Een andere, nettere manier om te starten is een
lijn te tekenen dwars over uw patroon, voordat u start. U heeft dan
twee paar klosjes per speld nodig (dit betekent dus 4 klosjes). En er
is ook een paar extra nodig bij het einde, zoals hiervoor beschreven.
Loop met een paar langs alle klosjes, dat wil zeggen met linnenslag of met een linnenslag en een draai. U moet ook weer terug lopen om te
terug te komen op de juiste plaats. Maak nu de Torchon grond tot de plaats waar het
patroon start. Dit betekent dat u het patroon niet hoeft te starten in
het midden van een ruit of een spin.
Het is een goed idee om te starten met de klossen, zodra u ze heeft opgehangen, Als u eenmaal een slag heeft gemaakt met de draden en u stoot tegen uw kantkloskussen of het valt om, dan is het makkelijker om de klosjes terug te hangen op hun juiste plek (overigens wel met een goede verlichting en heel veel geduld - het is weleens mij gelukt!) Maar goed, mocht u ze netjes rond de spelden hangen en stoten tegen uw kantkloskussen dan heeft u een verschrikkelijke warboel!
Zo nu en dan is het nodig om een speld neer te zetten. Ga na tussen
welke klosjes de speld moet komen te staan. Verplaats de speld
voorzichtig tussen de draden, ben er zeker van dat u geen plaats mist.
Wanneer u naar uw patroon toegaat, vindt dan het juiste gaatje (dit
natuurlijk als u alles heeft voorgeprikt)
en steek de speld in het kantkloskussen. Steek de speld zover, dat
speld stevig blijft staan, maar niet helemaal tot de kop. Het is goed
idee om de speld enigszins schuin te zetten met zijn richting
tegengesteld aan die van de ligging van de klosjes. Zo worden de draden
naar beneden gedrukt als u de draden aantrekt. Aan de randen van het
kant is het ook handig om de spelden enisgszins schuin van het kantwerk
af in het kaantkloskussen neer te zetten. Zet de spelden niet te schuin
neer. Op een gegeven moment heeft heel veel spelden bij elkaar staan,
en dat moet overzichtelijk gebeuren.
U dient altijd de draden aan te trekken bij een speld. Er zijn verschillende manieren om dit te doen. Geef elk klosje een klein rukje naar beneden, tot het slappe deel van de draad is verdwenen. Maar soms kan het voorkomen dat er behoorlijk hard getrokken moet worden, aan de draden, om een nette slag te verkrijgen. Neem dan een paar klosje in de ene hand en het andere paar in de andere hand en trek ze voorzichtig van elkaar vandaan. Te hard trekken kan als gevolg hebben dat de speld los komt te zitten en dat geeft een waarboel, pas dus op! Moch u draden niet netjes aantrekken dan ziet u misschienn kleine lusjes in het uiteindeljke kant. Maar maakt u zich daar niet al te veel zorgen over, niemand ziet dat (mogelijk alleen iemand anders die kantklost!).
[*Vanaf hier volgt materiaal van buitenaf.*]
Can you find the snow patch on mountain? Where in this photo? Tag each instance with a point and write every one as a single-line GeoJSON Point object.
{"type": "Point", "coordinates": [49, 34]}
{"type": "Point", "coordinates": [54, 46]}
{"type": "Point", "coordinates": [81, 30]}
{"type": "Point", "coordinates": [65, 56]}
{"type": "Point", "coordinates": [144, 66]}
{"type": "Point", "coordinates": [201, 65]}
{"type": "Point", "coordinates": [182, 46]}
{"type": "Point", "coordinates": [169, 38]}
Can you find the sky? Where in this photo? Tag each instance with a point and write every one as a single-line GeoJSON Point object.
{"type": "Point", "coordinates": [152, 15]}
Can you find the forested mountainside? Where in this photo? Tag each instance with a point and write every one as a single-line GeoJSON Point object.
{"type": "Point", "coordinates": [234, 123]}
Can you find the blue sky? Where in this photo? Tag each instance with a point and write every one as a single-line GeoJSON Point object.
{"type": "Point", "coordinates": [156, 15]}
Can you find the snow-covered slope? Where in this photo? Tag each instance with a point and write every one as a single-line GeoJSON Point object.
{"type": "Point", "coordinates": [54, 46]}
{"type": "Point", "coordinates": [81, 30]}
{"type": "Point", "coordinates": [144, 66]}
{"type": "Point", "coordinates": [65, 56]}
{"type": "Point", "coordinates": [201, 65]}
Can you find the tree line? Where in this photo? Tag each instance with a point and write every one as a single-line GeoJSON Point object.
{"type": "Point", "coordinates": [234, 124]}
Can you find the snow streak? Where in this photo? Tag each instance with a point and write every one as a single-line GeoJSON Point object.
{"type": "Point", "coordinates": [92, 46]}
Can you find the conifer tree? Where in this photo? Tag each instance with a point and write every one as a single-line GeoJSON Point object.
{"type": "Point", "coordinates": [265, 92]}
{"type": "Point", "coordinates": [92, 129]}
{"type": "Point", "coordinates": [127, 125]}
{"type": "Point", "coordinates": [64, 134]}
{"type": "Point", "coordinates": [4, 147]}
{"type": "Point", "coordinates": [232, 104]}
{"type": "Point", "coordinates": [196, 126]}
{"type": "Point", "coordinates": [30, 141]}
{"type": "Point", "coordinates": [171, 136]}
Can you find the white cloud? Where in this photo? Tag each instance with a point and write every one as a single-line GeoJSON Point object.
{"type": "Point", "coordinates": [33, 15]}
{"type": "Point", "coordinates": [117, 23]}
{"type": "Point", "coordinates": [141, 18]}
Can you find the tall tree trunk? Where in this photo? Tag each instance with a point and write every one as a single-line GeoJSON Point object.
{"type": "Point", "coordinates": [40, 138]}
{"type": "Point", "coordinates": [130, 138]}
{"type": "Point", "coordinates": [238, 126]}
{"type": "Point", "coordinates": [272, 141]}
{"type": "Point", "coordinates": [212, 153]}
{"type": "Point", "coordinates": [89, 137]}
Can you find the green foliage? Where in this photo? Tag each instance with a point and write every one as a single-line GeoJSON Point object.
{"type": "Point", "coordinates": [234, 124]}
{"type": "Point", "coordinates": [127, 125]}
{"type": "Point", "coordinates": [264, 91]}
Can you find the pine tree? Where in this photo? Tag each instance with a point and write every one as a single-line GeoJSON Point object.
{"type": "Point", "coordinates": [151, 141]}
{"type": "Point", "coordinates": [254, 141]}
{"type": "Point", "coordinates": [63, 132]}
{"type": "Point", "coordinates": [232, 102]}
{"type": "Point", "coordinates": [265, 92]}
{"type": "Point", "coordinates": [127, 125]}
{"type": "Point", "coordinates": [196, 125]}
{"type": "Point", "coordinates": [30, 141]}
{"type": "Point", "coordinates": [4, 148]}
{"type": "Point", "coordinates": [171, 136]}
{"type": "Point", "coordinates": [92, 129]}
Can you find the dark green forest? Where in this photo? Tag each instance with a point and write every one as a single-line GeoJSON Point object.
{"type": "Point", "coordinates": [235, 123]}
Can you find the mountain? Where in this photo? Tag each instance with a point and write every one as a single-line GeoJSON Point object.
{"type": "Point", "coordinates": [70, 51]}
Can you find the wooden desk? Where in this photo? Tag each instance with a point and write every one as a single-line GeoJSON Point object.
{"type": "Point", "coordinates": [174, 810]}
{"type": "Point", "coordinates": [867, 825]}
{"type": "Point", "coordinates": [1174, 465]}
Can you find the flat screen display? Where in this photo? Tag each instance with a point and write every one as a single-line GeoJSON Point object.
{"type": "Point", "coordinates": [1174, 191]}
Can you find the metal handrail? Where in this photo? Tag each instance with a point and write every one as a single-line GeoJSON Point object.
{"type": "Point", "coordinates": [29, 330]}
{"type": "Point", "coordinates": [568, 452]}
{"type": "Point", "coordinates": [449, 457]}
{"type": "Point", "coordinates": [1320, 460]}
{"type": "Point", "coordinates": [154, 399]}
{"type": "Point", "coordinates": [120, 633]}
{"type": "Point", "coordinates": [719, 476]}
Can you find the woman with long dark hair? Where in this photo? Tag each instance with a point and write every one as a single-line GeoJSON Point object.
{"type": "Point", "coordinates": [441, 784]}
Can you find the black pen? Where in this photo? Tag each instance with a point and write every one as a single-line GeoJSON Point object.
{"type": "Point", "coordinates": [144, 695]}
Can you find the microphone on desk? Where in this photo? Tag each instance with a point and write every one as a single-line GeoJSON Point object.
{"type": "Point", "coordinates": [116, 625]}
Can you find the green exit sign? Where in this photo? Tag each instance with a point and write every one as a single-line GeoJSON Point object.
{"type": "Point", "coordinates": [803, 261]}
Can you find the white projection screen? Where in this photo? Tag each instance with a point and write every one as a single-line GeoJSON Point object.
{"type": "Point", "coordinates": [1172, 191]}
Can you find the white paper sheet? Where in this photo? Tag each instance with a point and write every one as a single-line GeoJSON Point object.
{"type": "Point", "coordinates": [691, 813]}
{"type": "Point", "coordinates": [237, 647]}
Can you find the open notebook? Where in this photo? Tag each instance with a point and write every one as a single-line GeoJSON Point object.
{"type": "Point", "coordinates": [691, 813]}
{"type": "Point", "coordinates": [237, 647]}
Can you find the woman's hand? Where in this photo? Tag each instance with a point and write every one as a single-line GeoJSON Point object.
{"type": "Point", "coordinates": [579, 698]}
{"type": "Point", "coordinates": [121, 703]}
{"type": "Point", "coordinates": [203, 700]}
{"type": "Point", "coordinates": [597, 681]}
Laat de spelden in het werk zitten totdat u genoeg kant heeft
gemaakt en het eerder gemaakte kant niet beschadigd kan worden als u
trekt aan uw draden. Dit kan bijvoorbeeld na een paar centimeter. Op
het eerste gezicht kan dat gelijk vanaf bovenaf aan. Maar maakt u
een onderzetter of de rand van een zakdoek, dan moet het begin en het
einde nog aan elkaar worden gezet. Dit gaat veel gemakkelijker als u de
spelden van het begin laat staan. Zo blijven de draden op hun
goede plaats liggen om de twee einden aan elkaar vast te maken.
Maar zet dan de spelden wel rechtop, zodat ze geen hinder vormen voor
de spelden van de rest van het kantwerk. Maakt u zoiets dan maakt u
eerst een zijde van een kantje tot de hoek, en dan draait u uw
kantkloskussen en maakt de volgende zijde en zo verder.
Heeft u op een gegeven moment wat kant gemaakt, dan zult u zien dat
er draad is verbruikt van de klosjes en dat de klosjes dichter bij het
kan zijn komen te liggen. Dan kunt u wat meer draad van het klosje
afwinden door het klosje vast te houden met een gespannen draad en al
draaiende aan het klosje komt er draad vanaf (maar niet te veel!).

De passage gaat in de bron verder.